Molti lettori scrivono che a loro sembra stia cadendo il cielo addosso. In realtà, non c’è una catastrofe, ma è in atto un riaggiustamento globale che in effetti costringe le nazioni a un cambiamento discontinuo. Che va capito. Solo il mercato statunitense cresce grazie ai consumi interni, mentre tutti gli altri più importanti – Cina, Giappone, Germania, ecc. – fanno crescita solo grazie all’export. In sintesi, l’economia non è veramente globale, ma dipende dalla crescita americana.
Tale configurazione del mercato ha un motivo storico: nei decenni passati l’America assorbiva tante importazioni da indurre tutte le altre nazioni a darsi modelli economici più basati sull’export che sulla crescita interna. Anche perché tale scelta permetteva di mantenere un forte protezionismo sociale all’interno, cioè il consenso basato sull’assistenzialismo, perché la sua inefficienza era bilanciata dai profitti via esportazione.
Ciò ha reso possibile creare e sostenere nelle nazioni esportatrici dei modelli inefficienti: il welfare assistenziale in Europa, il sistema consociativo in Asia, per esempio Giappone e Corea del Sud, e l’organizzazione disordinata e sbilanciata del mercato interno cinese.

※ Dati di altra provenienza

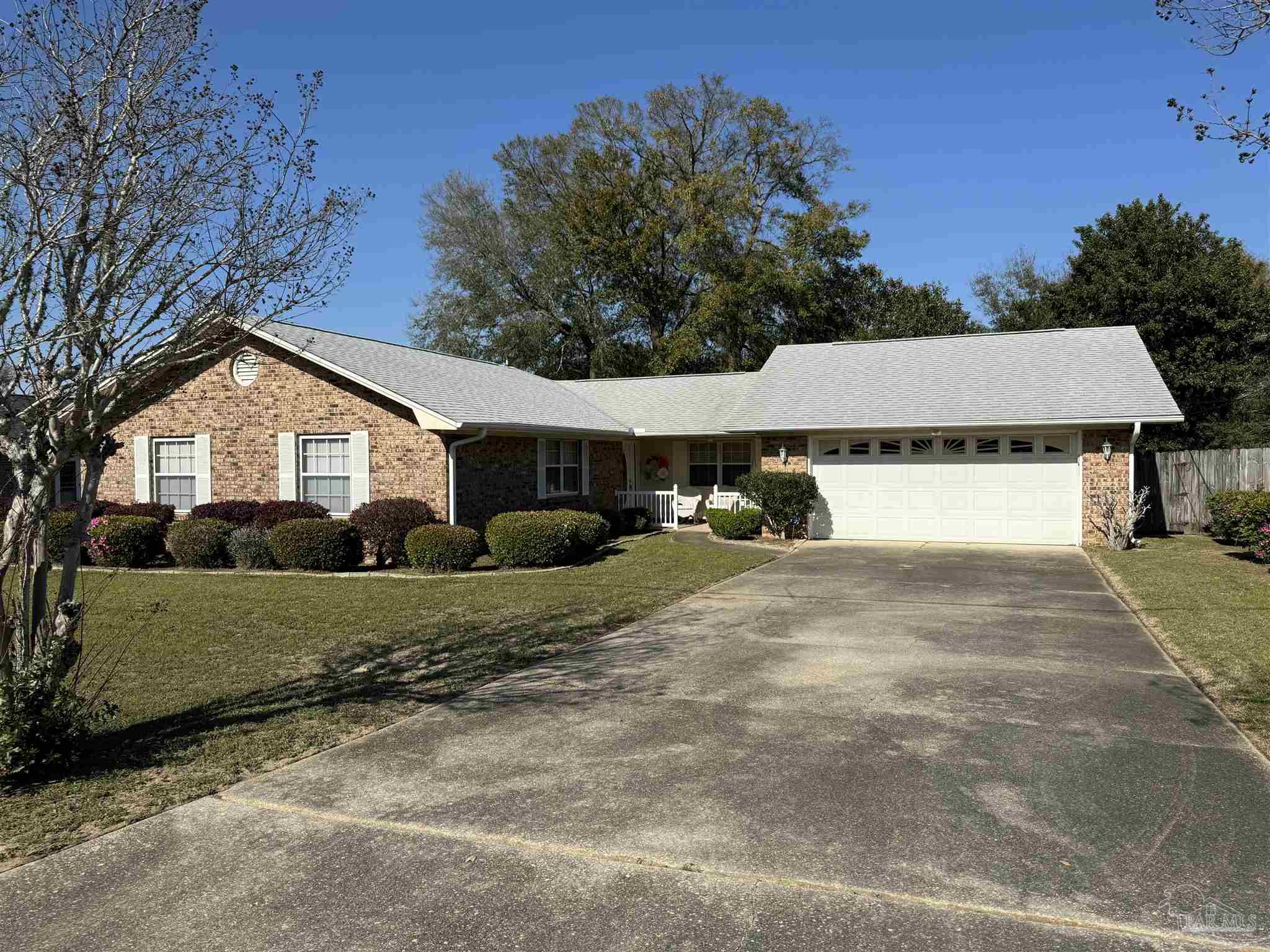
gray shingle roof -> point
(471, 392)
(693, 404)
(1098, 374)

Ora la locomotiva americana è diventata troppo piccola per trainare tutto il pianeta. In più le si è bucata la caldaia nella crisi finanziaria del 2008. Per questo la sua crescita è insufficiente per reggere la domanda globale. E ciò costringe tutte le nazioni a fare più crescita interna e meno via export.
Ma è difficilissimo cambiare modello interno in poco tempo. Infatti, per prendere tempo senza cambiare e continuare il modello trainato dall’export le nazioni tendono prima a svalutare la moneta: la Cina endemicamente, l’America stessa, ecc. L’euro è rimasto alto perché per la Germania, in realtà, il suo valore di cambio, comparato al marco teorico, era competitivo. Ma tale valore ha ridotto la competitività del resto dell’Eurozona. Ora l’euro sarà abbassato, ma ciò non risolverà il problema. Le euronazioni dovranno per forza ridurre di almeno un terzo spesa pubblica e tasse per lasciare più capitale nel mercato interno e permettergli di crescere via consumi ed investimenti.

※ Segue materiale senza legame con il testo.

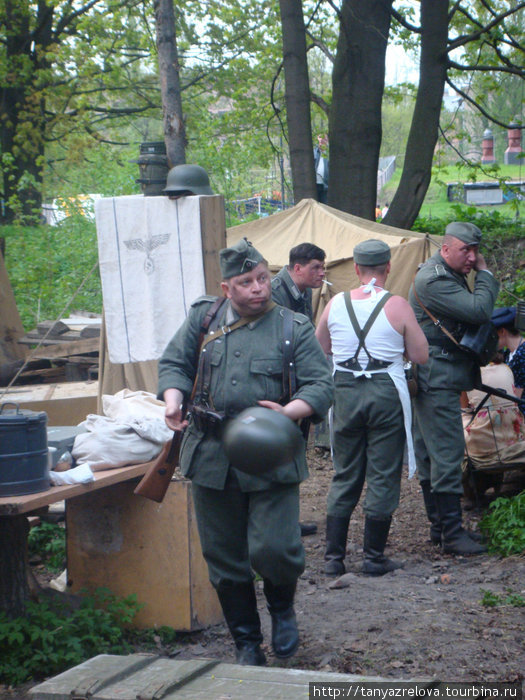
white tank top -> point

Il punto: il mercato finanziario teme che nazioni come l’Italia non riusciranno a ripagare il debito perché non sapranno cambiare il modello per fare più crescita interna nel nuovo mondo non più trainato dall’America. La salvezza della nazione si baserà su un cambiamento totale, e non certo su uno limitato, del modello economico.
Cosa vuol dire, in dettaglio, per l’Italia? A occhio significa: (a) tagliare di almeno 150 miliardi la spesa pubblica e le tasse in un periodo di 5 anni; (b) ridurre con operazioni di finanziarizzazione e dismissione del patrimonio di almeno 400 miliardi il debito (ora attorno ai 2 trilioni di euro) nell’arco di tre anni per dare un impulso alla ristabilizzazione finanziaria della nazione e del suo sistema bancario depresso anche dal rischio sovrano (i rating) troppo elevato; (c) togliere tutti i vincoli burocratici che deprimono e caricano di costi eccessivi le dinamiche di libero mercato; (d) mantenere il pareggio di bilancio per comunicare al mercato che il debito, prima di essere tagliato, comunque non aumenterà e quindi sarà affidabile già per questo motivo.
Poi altri cambiamenti saranno necessari a livello di Eurozona, il più importante la trasformazione della Bce in una vera Banca centrale, con poteri di vigilanza sovranazionali e capacità di prestatore di ultima istanza anche nei confronti delle nazioni e dei loro debiti. Ma affinché ciò avvenga sarà prima necessario un totale cambiamento del modello nazionale. Preparatevi: il cielo cadrà addosso solo a chi non sa cambiare.